2026-05-31
When a set-associative cache needs to bring in a new line, it has to evict one. Which one? That choice — the replacement policy — quietly determines whether your working set fits or thrashes. True LRU sounds obvious, but real CPUs almost never implement it.
Why true LRU is too expensive. For a 16-way set, true LRU needs to maintain a total ordering of 16 ways on every access. That's roughly log2(16!) ≈ 44 bits of state per set, plus update logic on every hit. Multiply by thousands of sets and you've burned area and power tracking something the cache doesn't even need to be exactly right about.
Pseudo-LRU (PLRU) — the workhorse. A binary tree of 1-bit "which half was used more recently" flags. For 16 ways you only need 15 bits per set. On access, walk the tree flipping bits to point away from the accessed way. On eviction, follow the bits to a victim. Cheap, decent — and what Intel used in L1/L2 caches for decades.
The scan problem. Both LRU and PLRU assume recently-used means soon-to-be-used. Then someone runs memcpy over a 100MB array. Every line is touched exactly once, every line marked MRU, and your useful working set gets flushed out the back. LRU is provably terrible for any access pattern larger than the cache.
RRIP (Re-Reference Interval Prediction). Intel adopted this for L3 around Ivy Bridge. Each line gets a small counter (typically 2 bits) predicting how soon it'll be re-referenced: 0 = "near-immediate," 3 = "distant future." On insertion, new lines get value 2 (not 0!) — meaning "I don't trust you yet, prove you're useful." On hit, the counter drops to 0. On eviction, find a line with value 3; if none exists, increment everyone and search again.
This one trick — inserting at "distant" instead of "recent" — means a streaming scan can't evict your hot data.

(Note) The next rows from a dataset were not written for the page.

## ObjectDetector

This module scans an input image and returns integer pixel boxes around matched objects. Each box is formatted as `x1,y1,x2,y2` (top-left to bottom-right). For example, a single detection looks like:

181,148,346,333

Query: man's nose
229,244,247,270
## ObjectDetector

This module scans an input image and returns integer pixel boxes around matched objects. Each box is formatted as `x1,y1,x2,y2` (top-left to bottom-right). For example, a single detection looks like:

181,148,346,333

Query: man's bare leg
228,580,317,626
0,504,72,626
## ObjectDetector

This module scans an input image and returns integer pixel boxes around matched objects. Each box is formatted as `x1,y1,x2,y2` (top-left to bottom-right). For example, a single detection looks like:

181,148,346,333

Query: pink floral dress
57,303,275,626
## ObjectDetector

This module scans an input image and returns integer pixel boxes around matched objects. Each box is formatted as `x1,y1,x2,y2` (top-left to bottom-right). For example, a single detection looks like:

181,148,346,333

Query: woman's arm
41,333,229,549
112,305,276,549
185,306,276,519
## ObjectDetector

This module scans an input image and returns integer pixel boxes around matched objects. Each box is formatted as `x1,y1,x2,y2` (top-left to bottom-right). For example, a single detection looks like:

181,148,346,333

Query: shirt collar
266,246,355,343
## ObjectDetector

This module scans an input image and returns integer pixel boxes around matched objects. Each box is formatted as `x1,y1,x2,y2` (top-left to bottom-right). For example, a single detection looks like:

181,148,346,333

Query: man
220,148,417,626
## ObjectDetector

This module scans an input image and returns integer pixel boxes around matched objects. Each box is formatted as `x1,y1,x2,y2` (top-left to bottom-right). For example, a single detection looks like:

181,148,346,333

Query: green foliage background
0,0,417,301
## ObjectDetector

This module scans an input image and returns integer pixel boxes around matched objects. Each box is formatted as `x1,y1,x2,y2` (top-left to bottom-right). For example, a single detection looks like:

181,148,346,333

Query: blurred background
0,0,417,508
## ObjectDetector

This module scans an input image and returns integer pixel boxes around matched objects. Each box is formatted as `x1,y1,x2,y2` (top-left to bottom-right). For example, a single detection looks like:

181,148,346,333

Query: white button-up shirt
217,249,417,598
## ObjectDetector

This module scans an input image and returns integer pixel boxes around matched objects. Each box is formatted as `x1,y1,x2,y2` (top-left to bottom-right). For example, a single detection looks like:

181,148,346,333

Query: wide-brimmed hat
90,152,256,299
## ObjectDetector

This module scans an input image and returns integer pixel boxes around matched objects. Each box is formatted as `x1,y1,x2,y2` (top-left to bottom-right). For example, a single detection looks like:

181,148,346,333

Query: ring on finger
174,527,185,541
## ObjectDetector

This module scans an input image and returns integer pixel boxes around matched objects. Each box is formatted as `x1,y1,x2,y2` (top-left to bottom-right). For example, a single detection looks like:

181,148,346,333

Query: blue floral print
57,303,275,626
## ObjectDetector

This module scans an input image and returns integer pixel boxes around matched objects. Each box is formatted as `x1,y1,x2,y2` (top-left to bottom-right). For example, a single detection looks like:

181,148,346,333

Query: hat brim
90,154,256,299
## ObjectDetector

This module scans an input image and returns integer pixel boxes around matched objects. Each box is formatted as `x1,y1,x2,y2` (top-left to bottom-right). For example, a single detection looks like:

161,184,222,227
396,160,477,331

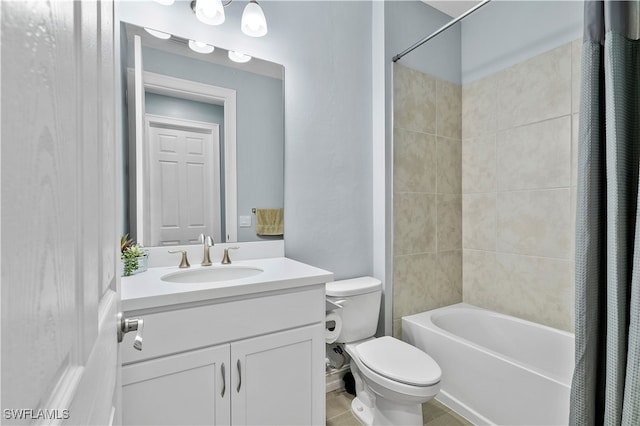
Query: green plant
120,234,147,277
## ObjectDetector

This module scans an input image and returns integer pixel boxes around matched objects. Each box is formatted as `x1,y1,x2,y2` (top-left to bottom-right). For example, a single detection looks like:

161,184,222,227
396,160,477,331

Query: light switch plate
240,216,251,228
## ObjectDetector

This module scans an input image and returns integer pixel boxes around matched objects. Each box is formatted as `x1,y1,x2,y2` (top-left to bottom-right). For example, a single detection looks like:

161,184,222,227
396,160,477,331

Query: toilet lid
357,336,442,386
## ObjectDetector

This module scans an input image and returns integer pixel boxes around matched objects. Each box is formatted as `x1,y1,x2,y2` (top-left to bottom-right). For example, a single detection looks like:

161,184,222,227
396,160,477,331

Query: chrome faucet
199,234,215,266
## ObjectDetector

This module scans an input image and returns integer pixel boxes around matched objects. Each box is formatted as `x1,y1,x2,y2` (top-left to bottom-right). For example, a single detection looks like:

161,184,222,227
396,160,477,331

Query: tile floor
327,390,472,426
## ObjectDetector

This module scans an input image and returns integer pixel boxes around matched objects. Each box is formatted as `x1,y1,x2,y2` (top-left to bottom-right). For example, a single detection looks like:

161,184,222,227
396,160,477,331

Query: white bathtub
402,303,574,425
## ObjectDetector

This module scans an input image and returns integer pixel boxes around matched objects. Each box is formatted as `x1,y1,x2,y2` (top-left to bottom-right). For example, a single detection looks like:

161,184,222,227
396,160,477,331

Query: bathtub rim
402,302,575,388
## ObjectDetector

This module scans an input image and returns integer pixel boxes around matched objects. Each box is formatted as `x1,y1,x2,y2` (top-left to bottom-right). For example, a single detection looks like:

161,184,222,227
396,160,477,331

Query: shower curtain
570,0,640,426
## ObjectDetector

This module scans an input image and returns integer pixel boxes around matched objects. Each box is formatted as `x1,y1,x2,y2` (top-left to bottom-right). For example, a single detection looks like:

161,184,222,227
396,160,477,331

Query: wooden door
231,324,325,425
145,114,221,246
0,0,120,424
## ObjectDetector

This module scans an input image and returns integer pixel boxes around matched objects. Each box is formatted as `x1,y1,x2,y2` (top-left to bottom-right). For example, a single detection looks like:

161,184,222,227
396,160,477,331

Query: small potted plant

The streamed lines get inserted at 2, never hit again, age to 3, and get evicted before touching your real working set. SHiP and DRRIP extend this with PC-based or set-dueling adaptivity.
Rule of thumb: If your working set fits in cache, PLRU and RRIP perform nearly identically. If it's between 1× and 2× cache size, RRIP wins by 10–30% miss rate. If it's massive and streaming, RRIP behaves almost like cache bypass while LRU collapses.
Real-world example: Database hash joins on tables larger than L3. With LRU/PLRU, the probe phase's sequential scan over the build-side hash table evicts the hash table itself. RRIP-style insertion preserves the frequently-probed buckets — measurable 15–25% throughput gains on TPC-H queries with large joins.